Sheep pox is an infectious viral disease that affects specifically sheep and it is caused by the Capripoxvirus genus. The clinical signs include fever, diarrhea, difficulty breathing, nodules, lung lesions and death. In Morocco, the 2010 epidemic of sheep pox was characterized by the emergence of a nodular form of the disease. The local strain was isolated and the analysis of affected animals was positively confirmed by virus isolation and real-time polymerase chain reaction (RT-PCR). The epidemiological analysis of 911 data records showed that the virus is endemic in the country; an average of 350 cases per year with an epizootic evolution was observed in 2010. The incidence varies depending on provinces and the disease appears confined to the central and the eastern regions of the country where a very intensive sheep breeding activity is taking place.
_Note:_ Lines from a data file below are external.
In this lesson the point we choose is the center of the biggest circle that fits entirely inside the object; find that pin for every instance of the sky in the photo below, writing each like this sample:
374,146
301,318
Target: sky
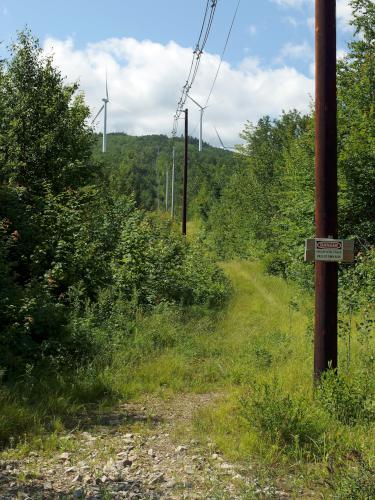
146,46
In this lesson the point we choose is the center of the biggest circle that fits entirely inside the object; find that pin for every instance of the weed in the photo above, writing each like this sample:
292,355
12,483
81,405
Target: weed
290,422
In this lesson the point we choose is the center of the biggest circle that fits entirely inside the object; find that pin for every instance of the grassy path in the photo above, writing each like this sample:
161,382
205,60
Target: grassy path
183,436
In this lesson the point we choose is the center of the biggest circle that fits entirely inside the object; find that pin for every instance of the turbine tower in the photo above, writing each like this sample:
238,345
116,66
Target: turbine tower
221,142
201,108
104,107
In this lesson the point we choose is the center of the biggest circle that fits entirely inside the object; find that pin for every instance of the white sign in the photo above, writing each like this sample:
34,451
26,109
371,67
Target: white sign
329,250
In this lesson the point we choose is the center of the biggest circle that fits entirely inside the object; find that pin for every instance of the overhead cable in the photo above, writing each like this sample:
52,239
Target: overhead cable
197,54
223,52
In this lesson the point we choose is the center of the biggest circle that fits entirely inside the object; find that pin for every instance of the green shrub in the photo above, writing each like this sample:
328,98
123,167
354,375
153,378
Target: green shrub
350,399
357,483
291,423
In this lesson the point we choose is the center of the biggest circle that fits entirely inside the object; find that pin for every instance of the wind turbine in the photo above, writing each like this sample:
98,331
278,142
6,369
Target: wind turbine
106,101
221,142
201,108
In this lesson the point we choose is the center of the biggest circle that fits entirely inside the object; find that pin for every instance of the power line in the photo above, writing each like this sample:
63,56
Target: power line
197,54
223,52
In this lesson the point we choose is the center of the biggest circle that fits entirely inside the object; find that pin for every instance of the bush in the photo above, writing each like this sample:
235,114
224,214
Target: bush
155,264
292,423
356,484
349,400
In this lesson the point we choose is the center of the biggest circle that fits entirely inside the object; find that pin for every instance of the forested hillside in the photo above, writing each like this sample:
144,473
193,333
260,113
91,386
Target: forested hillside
139,166
120,337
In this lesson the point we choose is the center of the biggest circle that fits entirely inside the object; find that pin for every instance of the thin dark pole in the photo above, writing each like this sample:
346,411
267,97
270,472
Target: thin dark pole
326,285
184,198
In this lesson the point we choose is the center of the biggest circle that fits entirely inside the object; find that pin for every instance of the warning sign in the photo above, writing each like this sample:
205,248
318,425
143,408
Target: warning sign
327,250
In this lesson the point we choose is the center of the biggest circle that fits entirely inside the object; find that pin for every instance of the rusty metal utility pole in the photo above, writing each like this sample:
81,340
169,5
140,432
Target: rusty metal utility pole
184,198
326,285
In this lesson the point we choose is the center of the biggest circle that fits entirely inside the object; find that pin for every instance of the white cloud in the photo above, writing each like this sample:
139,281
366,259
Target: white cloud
344,13
343,10
290,3
302,51
252,29
292,21
145,80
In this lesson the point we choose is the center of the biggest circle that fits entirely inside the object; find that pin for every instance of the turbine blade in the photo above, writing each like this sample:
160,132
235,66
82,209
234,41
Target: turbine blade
97,114
199,106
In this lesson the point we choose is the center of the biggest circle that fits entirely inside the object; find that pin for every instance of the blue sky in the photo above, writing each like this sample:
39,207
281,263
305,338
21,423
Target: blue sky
271,44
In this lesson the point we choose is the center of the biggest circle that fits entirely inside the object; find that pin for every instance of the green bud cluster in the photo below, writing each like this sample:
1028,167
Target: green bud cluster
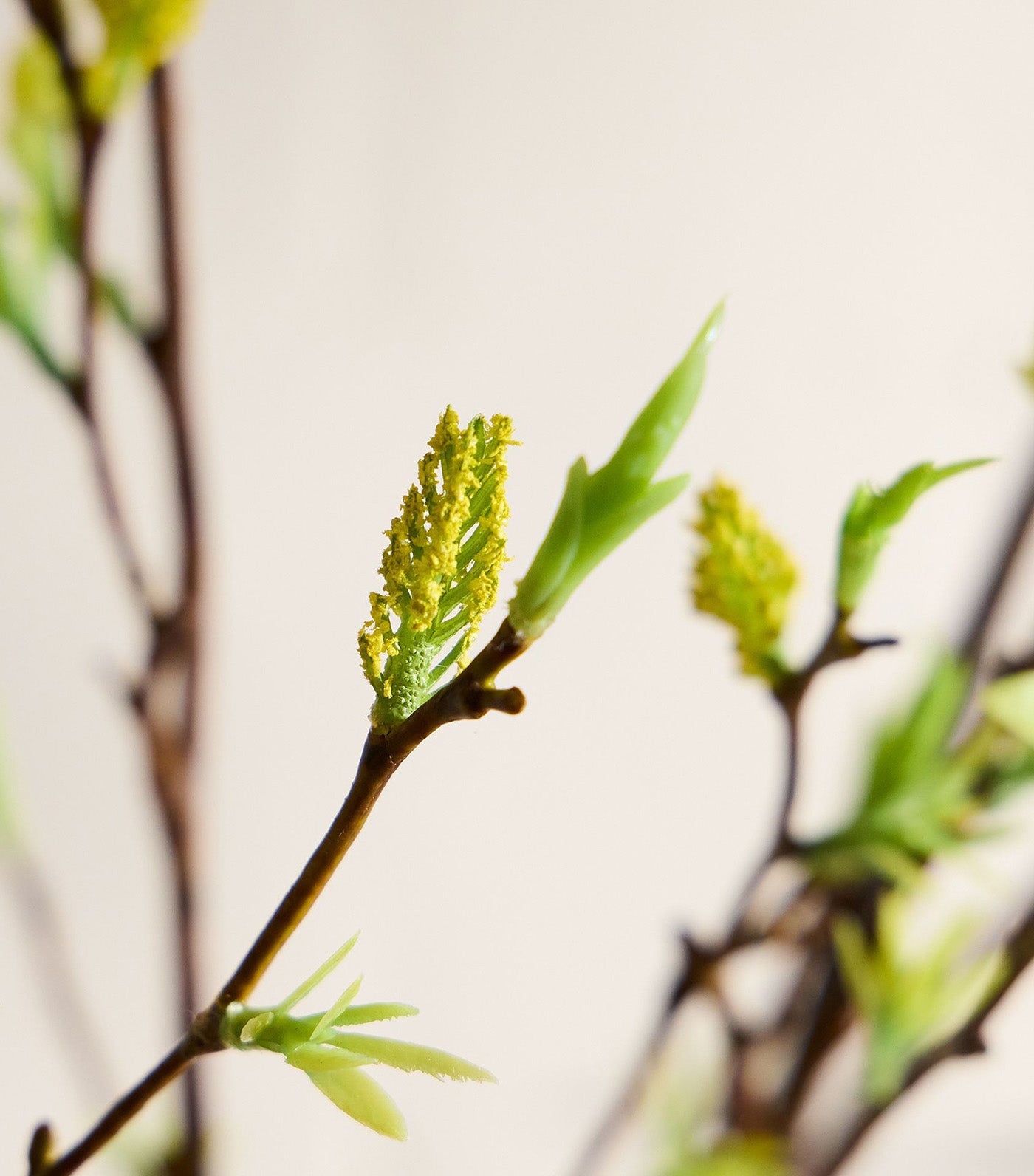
744,576
909,999
325,1047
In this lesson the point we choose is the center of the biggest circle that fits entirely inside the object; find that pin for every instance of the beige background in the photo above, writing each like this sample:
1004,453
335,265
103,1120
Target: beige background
525,208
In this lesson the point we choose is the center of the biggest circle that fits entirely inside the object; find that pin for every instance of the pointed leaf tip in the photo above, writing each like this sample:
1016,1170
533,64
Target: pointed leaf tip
363,1100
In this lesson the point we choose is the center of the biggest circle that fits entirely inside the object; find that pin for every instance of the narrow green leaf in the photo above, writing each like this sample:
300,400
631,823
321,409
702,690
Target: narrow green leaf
318,1058
869,519
366,1014
528,611
600,510
404,1055
331,1016
318,977
657,428
366,1101
1010,702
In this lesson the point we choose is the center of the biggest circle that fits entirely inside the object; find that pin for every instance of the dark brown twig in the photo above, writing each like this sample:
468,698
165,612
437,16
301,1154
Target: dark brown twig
700,963
177,645
470,695
172,667
61,995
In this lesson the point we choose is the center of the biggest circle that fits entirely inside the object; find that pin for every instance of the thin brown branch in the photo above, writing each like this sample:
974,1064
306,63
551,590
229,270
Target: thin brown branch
472,694
172,669
700,963
177,643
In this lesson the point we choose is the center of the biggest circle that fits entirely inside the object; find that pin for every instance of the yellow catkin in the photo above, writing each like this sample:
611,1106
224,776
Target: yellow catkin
742,575
442,561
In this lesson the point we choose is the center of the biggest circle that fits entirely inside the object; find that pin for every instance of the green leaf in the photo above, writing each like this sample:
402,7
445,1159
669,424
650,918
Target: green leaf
869,519
319,1056
366,1014
404,1055
332,1016
366,1101
1010,702
318,977
600,510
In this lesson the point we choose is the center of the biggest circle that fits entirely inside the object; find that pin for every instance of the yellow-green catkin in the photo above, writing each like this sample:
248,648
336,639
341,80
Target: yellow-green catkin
140,35
442,566
37,89
744,576
150,30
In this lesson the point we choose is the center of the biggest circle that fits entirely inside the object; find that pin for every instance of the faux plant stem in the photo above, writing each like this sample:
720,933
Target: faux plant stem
180,654
174,641
699,960
470,695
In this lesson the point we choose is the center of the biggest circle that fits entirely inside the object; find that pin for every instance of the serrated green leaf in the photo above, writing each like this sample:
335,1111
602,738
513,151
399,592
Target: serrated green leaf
318,977
338,1008
384,1011
869,519
404,1055
600,510
911,999
366,1101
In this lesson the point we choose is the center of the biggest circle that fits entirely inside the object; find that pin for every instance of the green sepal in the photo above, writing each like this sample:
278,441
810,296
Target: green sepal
600,510
319,1056
405,1055
872,516
363,1100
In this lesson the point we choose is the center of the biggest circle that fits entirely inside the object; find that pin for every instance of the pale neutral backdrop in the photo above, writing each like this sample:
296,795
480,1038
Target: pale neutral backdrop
525,208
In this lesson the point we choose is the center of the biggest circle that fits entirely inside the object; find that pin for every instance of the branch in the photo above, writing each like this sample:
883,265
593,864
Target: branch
702,963
968,1042
472,694
174,640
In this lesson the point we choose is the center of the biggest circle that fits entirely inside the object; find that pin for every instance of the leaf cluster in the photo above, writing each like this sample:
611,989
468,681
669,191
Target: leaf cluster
911,999
335,1059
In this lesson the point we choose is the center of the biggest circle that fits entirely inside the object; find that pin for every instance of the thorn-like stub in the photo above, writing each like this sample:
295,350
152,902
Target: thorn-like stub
482,699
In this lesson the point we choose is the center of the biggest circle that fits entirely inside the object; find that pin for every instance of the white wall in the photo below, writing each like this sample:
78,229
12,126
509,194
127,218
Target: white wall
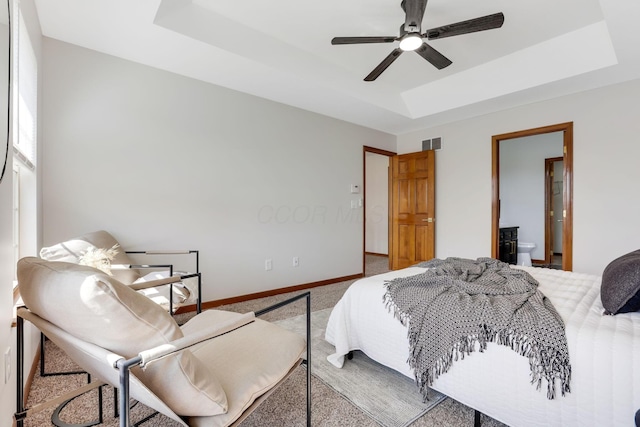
377,203
164,161
522,185
28,238
606,175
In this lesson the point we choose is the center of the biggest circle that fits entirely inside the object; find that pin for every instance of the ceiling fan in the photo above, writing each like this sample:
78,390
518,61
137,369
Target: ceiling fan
411,36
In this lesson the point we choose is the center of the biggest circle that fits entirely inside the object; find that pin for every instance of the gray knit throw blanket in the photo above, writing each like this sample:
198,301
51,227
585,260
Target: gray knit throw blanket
459,303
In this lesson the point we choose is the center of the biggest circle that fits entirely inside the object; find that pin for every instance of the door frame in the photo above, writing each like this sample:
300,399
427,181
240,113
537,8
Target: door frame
366,149
567,186
549,229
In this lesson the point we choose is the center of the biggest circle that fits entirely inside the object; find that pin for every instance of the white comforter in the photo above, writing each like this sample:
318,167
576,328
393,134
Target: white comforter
604,352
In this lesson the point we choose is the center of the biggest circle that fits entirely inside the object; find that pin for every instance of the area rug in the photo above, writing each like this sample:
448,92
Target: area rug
388,397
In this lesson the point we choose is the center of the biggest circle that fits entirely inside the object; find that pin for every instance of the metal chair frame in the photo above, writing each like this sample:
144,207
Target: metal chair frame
124,366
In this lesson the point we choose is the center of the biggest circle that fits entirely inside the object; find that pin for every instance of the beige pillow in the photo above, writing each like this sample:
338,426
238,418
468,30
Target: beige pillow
73,249
95,307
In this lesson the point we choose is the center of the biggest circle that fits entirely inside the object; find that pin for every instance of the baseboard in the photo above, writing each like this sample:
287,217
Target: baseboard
377,254
242,298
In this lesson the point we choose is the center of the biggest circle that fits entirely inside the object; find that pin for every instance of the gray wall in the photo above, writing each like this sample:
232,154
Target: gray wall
377,203
164,161
606,176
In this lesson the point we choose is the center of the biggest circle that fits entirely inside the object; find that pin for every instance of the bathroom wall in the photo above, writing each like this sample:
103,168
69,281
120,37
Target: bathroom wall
522,185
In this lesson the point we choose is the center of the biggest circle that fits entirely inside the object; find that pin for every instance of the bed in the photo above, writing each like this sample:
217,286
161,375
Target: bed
604,354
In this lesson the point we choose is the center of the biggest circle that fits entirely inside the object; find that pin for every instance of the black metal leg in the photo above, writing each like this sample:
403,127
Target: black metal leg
55,417
19,416
306,295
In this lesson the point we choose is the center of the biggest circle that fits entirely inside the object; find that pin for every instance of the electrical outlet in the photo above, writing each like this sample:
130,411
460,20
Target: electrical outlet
7,365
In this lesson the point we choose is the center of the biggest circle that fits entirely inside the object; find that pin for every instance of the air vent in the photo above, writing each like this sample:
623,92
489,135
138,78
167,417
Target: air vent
432,144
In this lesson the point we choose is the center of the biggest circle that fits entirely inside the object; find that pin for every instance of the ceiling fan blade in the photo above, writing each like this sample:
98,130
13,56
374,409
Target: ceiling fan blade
437,59
414,10
358,40
383,65
471,26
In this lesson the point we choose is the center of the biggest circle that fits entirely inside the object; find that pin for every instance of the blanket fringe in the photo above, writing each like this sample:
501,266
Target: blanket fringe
543,362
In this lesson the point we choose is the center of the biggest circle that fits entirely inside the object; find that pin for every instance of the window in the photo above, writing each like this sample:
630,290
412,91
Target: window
24,140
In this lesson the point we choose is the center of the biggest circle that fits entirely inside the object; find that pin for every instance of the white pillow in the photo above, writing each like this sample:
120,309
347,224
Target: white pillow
96,308
73,249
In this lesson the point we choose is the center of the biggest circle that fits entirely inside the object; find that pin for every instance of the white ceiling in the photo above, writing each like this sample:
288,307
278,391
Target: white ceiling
281,50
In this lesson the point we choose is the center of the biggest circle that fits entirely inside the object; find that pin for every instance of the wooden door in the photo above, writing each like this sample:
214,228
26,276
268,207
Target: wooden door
412,193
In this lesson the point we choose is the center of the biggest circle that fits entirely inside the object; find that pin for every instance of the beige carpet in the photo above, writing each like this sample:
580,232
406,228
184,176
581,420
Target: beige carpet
285,407
385,395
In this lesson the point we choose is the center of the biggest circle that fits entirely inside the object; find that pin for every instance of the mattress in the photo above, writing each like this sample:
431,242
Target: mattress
604,353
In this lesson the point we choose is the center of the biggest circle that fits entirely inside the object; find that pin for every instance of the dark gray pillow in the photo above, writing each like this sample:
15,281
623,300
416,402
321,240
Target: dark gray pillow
620,291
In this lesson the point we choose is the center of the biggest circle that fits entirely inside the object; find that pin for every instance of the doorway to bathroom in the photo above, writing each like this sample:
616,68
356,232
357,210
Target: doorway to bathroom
519,195
553,168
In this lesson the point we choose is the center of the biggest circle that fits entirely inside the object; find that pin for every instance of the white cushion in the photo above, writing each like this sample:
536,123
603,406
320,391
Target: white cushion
97,308
73,249
248,362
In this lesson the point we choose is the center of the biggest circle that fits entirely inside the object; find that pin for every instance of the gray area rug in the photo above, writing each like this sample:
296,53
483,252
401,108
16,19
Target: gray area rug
387,396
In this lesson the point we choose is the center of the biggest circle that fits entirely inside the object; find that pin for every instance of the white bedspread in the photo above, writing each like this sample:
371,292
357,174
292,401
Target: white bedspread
604,352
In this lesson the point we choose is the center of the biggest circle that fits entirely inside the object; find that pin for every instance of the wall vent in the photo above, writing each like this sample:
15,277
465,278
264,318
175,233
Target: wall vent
432,144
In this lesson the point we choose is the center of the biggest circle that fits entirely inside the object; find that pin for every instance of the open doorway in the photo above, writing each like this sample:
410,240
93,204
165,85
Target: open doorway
566,130
554,206
376,204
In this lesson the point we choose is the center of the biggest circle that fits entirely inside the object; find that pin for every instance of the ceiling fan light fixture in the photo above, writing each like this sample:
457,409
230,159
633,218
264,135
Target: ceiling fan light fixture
411,42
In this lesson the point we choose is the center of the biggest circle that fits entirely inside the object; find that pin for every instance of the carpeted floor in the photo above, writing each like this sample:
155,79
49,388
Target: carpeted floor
285,407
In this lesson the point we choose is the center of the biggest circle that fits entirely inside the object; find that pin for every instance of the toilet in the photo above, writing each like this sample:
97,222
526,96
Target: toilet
524,253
The statistical analysis showed that there is a positive correlation between the endemicity and the significant factor of the rural market (p = 0.006). The annual average morbidity and mortality rates were 2.96% (1.26% to 4.32%) and 0.71% (0.41% to 0.94%), respectively. The clinical findings associated to the epidemiological data analysis confirmed the presence of sheep pox in its nodular form and suggest that new pathogenic strains may have been introduced from Mauritania. The purpose of this work was to provide a better description of the spatiotemporal evolution of sheep pox disease based on some epidemiological indicators and to put forward plausible hypotheses regarding the emergence of the virus in order to implement an adequate control strategy.